About Eco Snow
Eco Snow Background
In Antarctica, less than 0.2% of the land is ice-free for at least part of the year and so is able to support terrestrial life. As in all habitats, these ecosystems have as their basis the primary producers – that is organisms that photosynthesise by using the sun’s energy to capture CO2 from the atmosphere and make sugars. Even so, in the Antarctic Peninsula, only 1.34% of this exposed ground is estimated to be vegetated.
Satellite images can be used to determine vegetated areas on the ground because photosynthetic organisms have distinct colours that can be detected. Perhaps surprisingly, when some of these areas have been inspected directly – in a process called ground-validation – a major group of photosynthetic organisms are snow-algae living on the surface of (or just below) the snow fields. Many species have dormant stages where they make red pigments – this has led to them being mistaken for drops of blood in the snow. As well as the fact that snow algae may be one of the major primary producers, they are also important for cycling nutrients in the habitable terrestrial regions of Antarctica. As the snow melts they are washed off into the surrounding environments providing nutrients to the adjacent land and into the sea. The contribution of snow algae to these ecosystems, both in absolute terms and relative to the area of ‘true’ terrestrial habitat in the Antarctic, is therefore likely to be considerable.
Recently, we have carried out studies to make the first-ever large-scale area and biomass distribution map of snow algae across the whole of the Antarctic Peninsula. Essentially we have been able to record for the first time the third largest terrestrial photosynthetic ecosystem on the Antarctic Peninsula after mosses and lichens. We detected 1679 green snow algae blooms covering approximately 1.9km2, which overall was estimated to weigh 1327 tonnes and taking up 1757 tonnes of CO2 per year. We found that these blooms were influenced by both temperature and nutrients with 60% of blooms being within 5km of a penguin colony. We also found that 62% of blooms were on small, low-lying islands that, should the Peninsula continue to warm, will lose their summer snow cover along with their snow algae. However, the other larger blooms were found further north on the Peninsula, on sites that would allow the blooms to expand onto higher ground.
Now we have the initial estimates of where and how much snow algae there is in one part of Antarctica it is important that we work out 1: where snow algae are in the rest of Antarctica 2, increase the detection sensitivity of our methods by using drones to detect the red as well as green blooms 3, the range of temperatures, nutrients and light required for the snow algae to bloom 4, how the snow algae compare to other major plants in the region such as lichens and mosses and 5, whether the snow algae species across Antarctica are all the same and what are they made of. We will also look at historical satellite images of Antarctica to see if the blooms are spreading, decreasing or have remained in the same places.
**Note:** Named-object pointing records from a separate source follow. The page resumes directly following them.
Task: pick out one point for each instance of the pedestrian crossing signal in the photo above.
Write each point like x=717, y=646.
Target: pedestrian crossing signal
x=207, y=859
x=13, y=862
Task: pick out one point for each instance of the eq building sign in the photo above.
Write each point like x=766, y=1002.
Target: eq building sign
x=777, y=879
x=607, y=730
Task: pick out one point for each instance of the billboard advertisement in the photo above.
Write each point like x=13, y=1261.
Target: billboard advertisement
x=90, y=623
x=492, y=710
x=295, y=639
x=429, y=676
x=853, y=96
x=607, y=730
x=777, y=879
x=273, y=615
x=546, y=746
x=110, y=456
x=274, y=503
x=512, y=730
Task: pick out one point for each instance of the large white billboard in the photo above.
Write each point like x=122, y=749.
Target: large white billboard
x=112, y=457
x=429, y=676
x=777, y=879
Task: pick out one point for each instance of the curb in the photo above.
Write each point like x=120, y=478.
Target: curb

To do this we need to carry out a comprehensive survey of snow algae blooms from detected sites all the way along the Antarctic Peninsula in 2021 and then studying one very large bloom for a whole growth season in 2022. There we will ground-truth the blooms and other vegetation and to carry out a detailed analysis of the nutrients in the snow and the photosynthetic activity of the snow algae and other plants in the area. This will allow us to estimate their overall contribution to the polar carbon budget. Once we have all this information we can make detailed models to predict how the snow algae blooms will change in location, size, biomass and species in the coming years. Overall, this will be a significant advance in our understanding of the Antarctic terrestrial ecosystem.